Over the past seven days, the number of virological screening tests for coronavirus in France has fallen sharply for the second week in a row. Between November 16 and 22, around 1.4 million virological tests (RT-PCR) were carried out, against 1.8 million the previous week and 2.3 million at the beginning of November, indicates the Directorate of Research, Studies , evaluation and statistics (Drees).

What is this decrease due to and should we be worried that the epidemic is escaping us again? We put the question to Eric Billy, researcher in immuno-oncology in Strasbourg and member of the collective “on the side of science”.

How can we explain this decrease in the number of tests in France?

There are two joint explanations. Since the incidence of the virus is falling, there are fewer patients, fewer symptoms and contact cases, and therefore naturally fewer people getting tested. City doctors in particular say they are prescribing fewer tests. It is therefore normal to have a drop in the number of tests, which is consistent with the drop in other indicators: fewer patients, fewer hospitalizations, fewer resuscitations, etc.

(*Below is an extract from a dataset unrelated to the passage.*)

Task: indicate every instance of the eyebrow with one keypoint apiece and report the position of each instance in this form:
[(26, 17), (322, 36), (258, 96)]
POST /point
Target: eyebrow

The other explanation is the massive deployment of antigenic tests, which partly replace PCR tests. However, the results reporting system is for the moment incomplete and suffers from dysfunctions, so that not all the results of the antigenic tests are reported in an efficient and transparent manner.

Some pharmacists and laboratories use the SI-DEP system to enter PCR and antigen results, a system that ensures good feedback to Santé Publique France. All PCR tests are reported by SI-DEP and are therefore counted, but the antigenic tests carried out by independent doctors, certain pharmacists and nurses in particular, are sent back by an application, ContactCovid. In fact, not all antigenic tests come back. The figures of the Public Health France tests are the addition of the PCR and antigen tests which have managed to go up, so it is an incomplete figure and the number of tests and positive cases is probably underestimated.

The decrease in the number of tests and patients would therefore be distorted by a problem of recovery?

There is definitely a drop, but it may not be as big as you think. And the data is incomplete. For example, most of the time, the percentage of positivity is not given for antigenic tests nor the total positivity (antigen test + PCR test).

We can see that the positivity rate for PCR tests is dropping, currently at around 12.5, which is a clear drop even if it should be remembered that in June, we were at less than 2.5% and that – above 5%, the virus can be considered to be actively circulating.

Should we question antigenic tests?

No, it’s a good thing to see the massive arrival of antigenic tests which are more oriented towards contagiousness: we know directly if we are sick so we can therefore adapt our behavior instead of waiting for a result in 24 hours, or even 72 hours or even a week by PCR. These are faster, cheaper tests. We also hope to see the arrival of other types of rapid tests, such as those based on saliva sampling and LAMP technology, which are even less expensive and require fewer staff for the samples. We just have to settle this problem of ascent and have complete figures.

France therefore currently has more testing capacity than it performs. Is this a waste?

We should take advantage of this “lull” and have a large testing capacity to improve our test targeting. All-out testing is useless and unsustainable in an effective strategy. We could therefore take the opportunity to start testing the pooling : we test in the same tube the associated samples of 10 people at once, in case of positivity, we repeat the test for each individual to see who has the Covid. We would test it now in order to be able to apply this strategy correctly, which is much more effective for large-scale and rapid testing of a cluster area for example, once the virus circulates again at low noise, with a test positivity of less than 5 %.